妖力は並の大人にも負けないとはいえ、修羅はまだパパが一番な時期の子供である。
「慰めてくれているのか?相変わらず未来さんは優しいな」
「わ、私は蔵馬一筋だから!修羅くんに100%愛情向けてあげてよ!」
一歩近づいてきた黄泉に、付け入る隙を与えてしまったかと焦る未来が後ずさる。
「……まあ、そうだな。しばらく休戦とするか。修羅に嫌われては困るから」
攻略が難しいほど黄泉は燃えるタチなのだが、ここは一時撤退だ。
修羅が生まれてから、彼の最優先事項は息子に変わってしまっていた。
「勿論、未来さんの方から迫るのはいつでも歓迎だ」
「ありえないから!」
「この三ヶ月、修羅の相手をしてくれて助かった。ありがとう」
未来の反論は無視し、黄泉が礼を述べた。
修羅との日々が思い出され、自然と未来も頬が緩む。
「私も修羅くんと遊べて楽しかったよ」
未来が微笑むと、蔵馬にもよろしくと言って黄泉は去って行った。
修羅の爆弾発言は蔵馬には内緒にしておいた方がよさそうだな…と頭の片隅で未来は考える。

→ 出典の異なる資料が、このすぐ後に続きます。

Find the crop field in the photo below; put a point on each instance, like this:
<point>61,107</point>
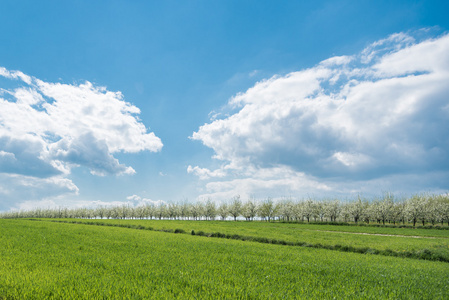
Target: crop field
<point>53,260</point>
<point>398,240</point>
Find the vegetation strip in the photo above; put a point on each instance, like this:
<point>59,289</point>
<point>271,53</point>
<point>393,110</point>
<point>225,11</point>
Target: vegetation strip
<point>381,234</point>
<point>424,254</point>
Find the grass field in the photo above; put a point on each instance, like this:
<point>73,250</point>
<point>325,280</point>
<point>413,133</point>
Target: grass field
<point>398,240</point>
<point>43,259</point>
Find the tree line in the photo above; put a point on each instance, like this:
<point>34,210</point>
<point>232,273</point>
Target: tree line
<point>419,208</point>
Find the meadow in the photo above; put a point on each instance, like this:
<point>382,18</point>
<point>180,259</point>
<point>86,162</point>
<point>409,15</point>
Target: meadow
<point>389,241</point>
<point>52,260</point>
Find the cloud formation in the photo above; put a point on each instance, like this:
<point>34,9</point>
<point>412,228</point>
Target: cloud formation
<point>362,118</point>
<point>46,129</point>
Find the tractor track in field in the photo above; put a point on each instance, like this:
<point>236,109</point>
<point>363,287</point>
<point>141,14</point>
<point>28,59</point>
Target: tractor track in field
<point>383,234</point>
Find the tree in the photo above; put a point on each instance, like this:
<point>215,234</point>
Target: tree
<point>210,209</point>
<point>223,211</point>
<point>415,209</point>
<point>235,208</point>
<point>249,210</point>
<point>267,210</point>
<point>356,209</point>
<point>332,210</point>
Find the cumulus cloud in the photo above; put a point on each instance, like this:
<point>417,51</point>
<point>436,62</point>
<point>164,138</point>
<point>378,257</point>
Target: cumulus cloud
<point>46,129</point>
<point>358,118</point>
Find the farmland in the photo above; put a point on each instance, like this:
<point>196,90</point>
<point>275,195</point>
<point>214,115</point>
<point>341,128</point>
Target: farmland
<point>46,259</point>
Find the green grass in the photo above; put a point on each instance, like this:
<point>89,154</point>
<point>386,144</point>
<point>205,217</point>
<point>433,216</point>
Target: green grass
<point>71,261</point>
<point>403,240</point>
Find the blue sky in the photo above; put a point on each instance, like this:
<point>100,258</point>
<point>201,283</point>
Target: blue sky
<point>119,101</point>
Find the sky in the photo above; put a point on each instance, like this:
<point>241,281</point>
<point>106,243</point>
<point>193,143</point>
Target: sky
<point>130,102</point>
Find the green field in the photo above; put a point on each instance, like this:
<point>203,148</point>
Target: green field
<point>398,240</point>
<point>44,259</point>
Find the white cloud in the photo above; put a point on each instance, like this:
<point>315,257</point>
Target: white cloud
<point>360,118</point>
<point>46,129</point>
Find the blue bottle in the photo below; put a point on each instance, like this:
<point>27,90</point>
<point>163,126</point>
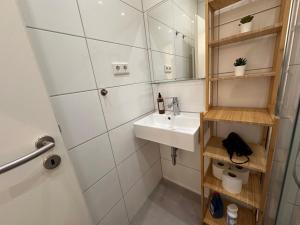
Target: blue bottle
<point>216,206</point>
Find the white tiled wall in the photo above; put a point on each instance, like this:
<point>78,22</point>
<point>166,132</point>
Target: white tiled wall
<point>76,42</point>
<point>170,26</point>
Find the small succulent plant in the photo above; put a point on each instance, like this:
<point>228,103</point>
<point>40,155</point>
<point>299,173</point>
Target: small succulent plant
<point>240,62</point>
<point>246,19</point>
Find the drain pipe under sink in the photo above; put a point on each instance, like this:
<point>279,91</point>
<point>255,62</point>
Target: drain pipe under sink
<point>174,155</point>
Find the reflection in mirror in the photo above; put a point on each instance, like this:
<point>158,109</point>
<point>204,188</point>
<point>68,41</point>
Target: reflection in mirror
<point>174,28</point>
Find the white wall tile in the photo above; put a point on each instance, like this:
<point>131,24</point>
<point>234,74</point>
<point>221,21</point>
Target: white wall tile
<point>182,21</point>
<point>102,196</point>
<point>133,168</point>
<point>164,13</point>
<point>161,37</point>
<point>135,3</point>
<point>79,116</point>
<point>189,159</point>
<point>92,160</point>
<point>183,46</point>
<point>189,6</point>
<point>53,15</point>
<point>147,4</point>
<point>183,67</point>
<point>181,175</point>
<point>104,54</point>
<point>125,103</point>
<point>136,197</point>
<point>189,101</point>
<point>159,60</point>
<point>124,142</point>
<point>109,20</point>
<point>64,62</point>
<point>117,215</point>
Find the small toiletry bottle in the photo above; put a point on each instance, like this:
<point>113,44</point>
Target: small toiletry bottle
<point>160,104</point>
<point>232,215</point>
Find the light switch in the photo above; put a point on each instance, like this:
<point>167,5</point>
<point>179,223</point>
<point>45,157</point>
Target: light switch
<point>168,68</point>
<point>120,68</point>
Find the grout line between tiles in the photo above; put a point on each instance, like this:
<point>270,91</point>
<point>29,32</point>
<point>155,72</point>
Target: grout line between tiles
<point>80,36</point>
<point>131,6</point>
<point>132,153</point>
<point>173,28</point>
<point>97,223</point>
<point>181,164</point>
<point>143,175</point>
<point>104,117</point>
<point>99,88</point>
<point>171,54</point>
<point>99,179</point>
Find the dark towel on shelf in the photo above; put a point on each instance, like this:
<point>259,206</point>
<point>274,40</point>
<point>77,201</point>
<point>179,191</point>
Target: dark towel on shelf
<point>235,144</point>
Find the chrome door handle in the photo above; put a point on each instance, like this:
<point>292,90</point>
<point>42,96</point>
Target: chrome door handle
<point>42,145</point>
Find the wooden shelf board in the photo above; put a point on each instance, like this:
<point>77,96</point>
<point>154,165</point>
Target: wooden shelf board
<point>242,115</point>
<point>245,216</point>
<point>219,4</point>
<point>214,149</point>
<point>231,76</point>
<point>251,192</point>
<point>247,35</point>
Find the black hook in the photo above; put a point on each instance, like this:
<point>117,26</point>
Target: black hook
<point>104,92</point>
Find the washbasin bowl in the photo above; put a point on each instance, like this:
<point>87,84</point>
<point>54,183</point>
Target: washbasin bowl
<point>180,131</point>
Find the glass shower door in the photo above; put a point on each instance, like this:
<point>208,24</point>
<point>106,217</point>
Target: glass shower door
<point>289,208</point>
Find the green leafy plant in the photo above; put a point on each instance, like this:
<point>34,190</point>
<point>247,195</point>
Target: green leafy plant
<point>247,19</point>
<point>240,62</point>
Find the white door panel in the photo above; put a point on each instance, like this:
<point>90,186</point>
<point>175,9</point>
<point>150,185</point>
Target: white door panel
<point>30,194</point>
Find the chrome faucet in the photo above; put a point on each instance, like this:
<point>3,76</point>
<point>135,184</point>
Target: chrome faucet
<point>174,105</point>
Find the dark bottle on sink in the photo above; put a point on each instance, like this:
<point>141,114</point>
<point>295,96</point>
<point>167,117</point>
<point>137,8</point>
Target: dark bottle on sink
<point>160,104</point>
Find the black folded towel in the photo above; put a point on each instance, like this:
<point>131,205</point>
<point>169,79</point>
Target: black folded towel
<point>235,144</point>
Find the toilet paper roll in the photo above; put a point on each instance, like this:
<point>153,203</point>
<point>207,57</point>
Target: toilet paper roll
<point>218,168</point>
<point>242,172</point>
<point>231,182</point>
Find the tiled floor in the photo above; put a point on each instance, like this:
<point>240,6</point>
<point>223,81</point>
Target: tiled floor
<point>169,204</point>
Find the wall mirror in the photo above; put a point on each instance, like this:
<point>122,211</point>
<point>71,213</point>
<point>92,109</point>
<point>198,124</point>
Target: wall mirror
<point>175,31</point>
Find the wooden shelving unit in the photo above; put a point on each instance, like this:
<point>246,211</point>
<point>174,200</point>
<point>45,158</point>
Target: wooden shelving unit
<point>246,217</point>
<point>252,199</point>
<point>219,77</point>
<point>247,35</point>
<point>215,150</point>
<point>243,115</point>
<point>251,192</point>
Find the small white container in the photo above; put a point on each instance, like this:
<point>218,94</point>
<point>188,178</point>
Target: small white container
<point>232,214</point>
<point>246,27</point>
<point>239,70</point>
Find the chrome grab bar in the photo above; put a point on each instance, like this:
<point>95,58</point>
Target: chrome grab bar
<point>43,145</point>
<point>296,179</point>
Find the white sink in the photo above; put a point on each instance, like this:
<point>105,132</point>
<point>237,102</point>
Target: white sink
<point>180,131</point>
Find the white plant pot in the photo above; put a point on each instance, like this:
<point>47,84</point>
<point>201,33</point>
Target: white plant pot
<point>246,27</point>
<point>239,70</point>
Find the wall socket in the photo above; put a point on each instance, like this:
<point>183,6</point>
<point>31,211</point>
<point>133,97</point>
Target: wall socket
<point>120,68</point>
<point>168,68</point>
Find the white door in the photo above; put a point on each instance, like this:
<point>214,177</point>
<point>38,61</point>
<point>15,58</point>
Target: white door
<point>30,194</point>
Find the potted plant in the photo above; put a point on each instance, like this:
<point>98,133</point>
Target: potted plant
<point>246,23</point>
<point>240,66</point>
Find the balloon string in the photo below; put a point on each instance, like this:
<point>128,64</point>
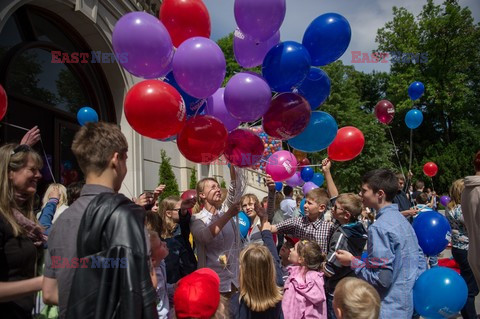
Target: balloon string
<point>41,144</point>
<point>396,150</point>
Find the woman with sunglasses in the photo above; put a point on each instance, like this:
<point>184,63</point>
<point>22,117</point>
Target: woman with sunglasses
<point>21,237</point>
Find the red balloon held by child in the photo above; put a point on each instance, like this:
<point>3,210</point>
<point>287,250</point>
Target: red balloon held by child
<point>347,145</point>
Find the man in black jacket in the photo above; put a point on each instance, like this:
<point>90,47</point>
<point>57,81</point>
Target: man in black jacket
<point>101,152</point>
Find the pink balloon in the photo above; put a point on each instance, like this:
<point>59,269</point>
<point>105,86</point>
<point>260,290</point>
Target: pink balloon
<point>281,165</point>
<point>249,52</point>
<point>308,186</point>
<point>295,180</point>
<point>244,148</point>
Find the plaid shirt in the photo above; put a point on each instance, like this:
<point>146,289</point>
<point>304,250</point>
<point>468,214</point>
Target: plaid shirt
<point>301,227</point>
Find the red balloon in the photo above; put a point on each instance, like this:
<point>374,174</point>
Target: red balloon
<point>384,111</point>
<point>430,169</point>
<point>155,109</point>
<point>189,194</point>
<point>347,145</point>
<point>202,139</point>
<point>304,162</point>
<point>244,148</point>
<point>185,19</point>
<point>287,116</point>
<point>3,102</point>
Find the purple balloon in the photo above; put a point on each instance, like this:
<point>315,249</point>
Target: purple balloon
<point>444,200</point>
<point>247,96</point>
<point>250,53</point>
<point>199,67</point>
<point>216,107</point>
<point>295,180</point>
<point>260,19</point>
<point>308,186</point>
<point>143,45</point>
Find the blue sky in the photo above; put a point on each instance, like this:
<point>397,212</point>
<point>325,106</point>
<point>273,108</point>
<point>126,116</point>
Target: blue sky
<point>364,16</point>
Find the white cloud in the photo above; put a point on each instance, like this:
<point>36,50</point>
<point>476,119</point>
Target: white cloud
<point>365,18</point>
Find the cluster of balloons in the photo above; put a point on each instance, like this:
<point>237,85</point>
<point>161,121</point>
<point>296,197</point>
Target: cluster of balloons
<point>86,114</point>
<point>270,144</point>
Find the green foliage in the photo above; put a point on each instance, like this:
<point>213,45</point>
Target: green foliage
<point>448,134</point>
<point>226,44</point>
<point>167,177</point>
<point>193,179</point>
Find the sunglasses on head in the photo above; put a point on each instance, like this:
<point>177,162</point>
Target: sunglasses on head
<point>21,148</point>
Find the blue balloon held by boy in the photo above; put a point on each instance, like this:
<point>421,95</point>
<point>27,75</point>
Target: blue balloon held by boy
<point>243,223</point>
<point>415,90</point>
<point>86,114</point>
<point>433,232</point>
<point>413,119</point>
<point>439,293</point>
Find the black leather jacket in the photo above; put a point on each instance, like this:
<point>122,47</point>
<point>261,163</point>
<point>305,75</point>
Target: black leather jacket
<point>118,287</point>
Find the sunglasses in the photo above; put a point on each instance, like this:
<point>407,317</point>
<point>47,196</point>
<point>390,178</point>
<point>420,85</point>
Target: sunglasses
<point>21,148</point>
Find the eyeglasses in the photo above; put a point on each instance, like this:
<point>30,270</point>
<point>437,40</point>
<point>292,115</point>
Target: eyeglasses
<point>21,148</point>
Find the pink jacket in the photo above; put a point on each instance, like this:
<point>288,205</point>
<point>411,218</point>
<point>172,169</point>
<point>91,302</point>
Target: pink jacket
<point>304,298</point>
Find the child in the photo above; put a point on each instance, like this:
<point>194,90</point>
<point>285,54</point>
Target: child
<point>304,295</point>
<point>395,260</point>
<point>311,226</point>
<point>356,299</point>
<point>176,231</point>
<point>249,202</point>
<point>351,235</point>
<point>159,251</point>
<point>259,295</point>
<point>285,254</point>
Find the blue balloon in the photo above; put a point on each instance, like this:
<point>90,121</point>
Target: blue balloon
<point>327,38</point>
<point>192,104</point>
<point>413,119</point>
<point>315,88</point>
<point>243,223</point>
<point>433,232</point>
<point>302,209</point>
<point>86,114</point>
<point>307,174</point>
<point>320,132</point>
<point>415,90</point>
<point>318,179</point>
<point>278,186</point>
<point>439,293</point>
<point>286,65</point>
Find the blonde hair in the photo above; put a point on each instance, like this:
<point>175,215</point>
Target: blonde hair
<point>319,196</point>
<point>311,253</point>
<point>456,190</point>
<point>352,203</point>
<point>10,162</point>
<point>357,299</point>
<point>63,194</point>
<point>200,186</point>
<point>94,145</point>
<point>258,287</point>
<point>168,225</point>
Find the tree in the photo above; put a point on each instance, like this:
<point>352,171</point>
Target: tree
<point>193,179</point>
<point>448,135</point>
<point>167,177</point>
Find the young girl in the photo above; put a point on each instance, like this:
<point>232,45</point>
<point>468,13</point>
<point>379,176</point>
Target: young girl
<point>249,202</point>
<point>175,231</point>
<point>259,293</point>
<point>304,295</point>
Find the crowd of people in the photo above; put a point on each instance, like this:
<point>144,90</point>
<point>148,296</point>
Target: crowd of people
<point>94,253</point>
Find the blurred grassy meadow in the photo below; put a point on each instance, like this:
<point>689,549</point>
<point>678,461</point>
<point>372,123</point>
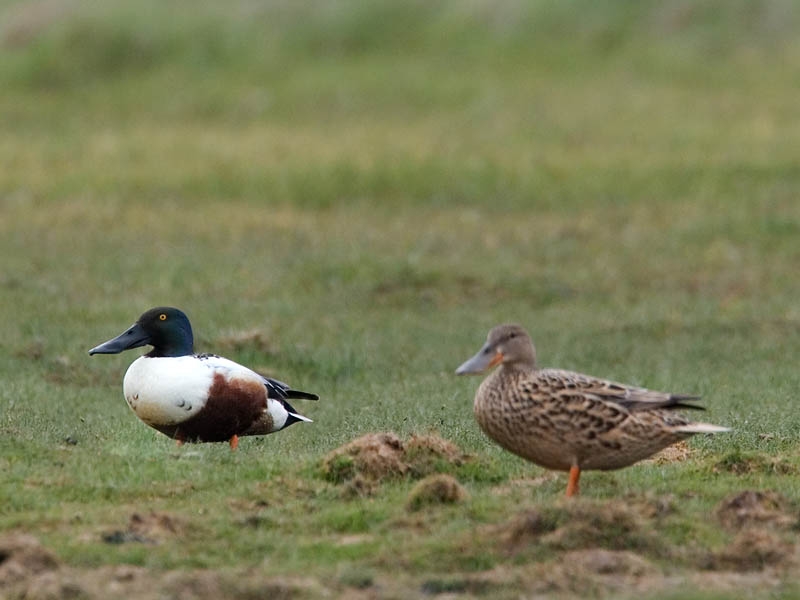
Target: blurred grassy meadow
<point>347,196</point>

一人佇む未来は、癌陀羅を訪れ黄泉と出会ってから、本当に色々なことがあったと物思いに耽る。
たくさんつらい経験もした。蔵馬にも苦しい思いをさせてしまったと思う。
けれど全部乗り越えたその先で、蔵馬と深く想いを通わせることが出来た。
この先どんな蔵馬と出会っても、動じない自分でいられる。
今の未来にはそんな自信があった。
「……さて」
未来は周囲を窺うと、こそっと長い列の最後尾に並んだ。
数十メートル前にはつい先ほど別れた黄泉と修羅が並んでいるが、こちらに気づく様子はない。
(蔵馬、怒るだろうなあ)
参加者名簿の中に未来の名前がなかったため、出場を諦めたと蔵馬は思っているようだった。
まさか偽名を使ってまで出場するほど彼女の意志が強いとは考えていなかっただろう。
蔵馬に黙ってエントリーしたことに罪悪感はあるが、知らせていたら絶対に参加を阻止されていたはずだ。
それは困る。未来はある目的を果たすため、このトーナメントに出場すると決めたのだ。
未来だって闇撫の能力を極め、以前に比べたら随分と強くなった。
目標は大きく一回戦突破。必ず予選は通過しなくてはと、人知れず闘志に燃える未来なのだった。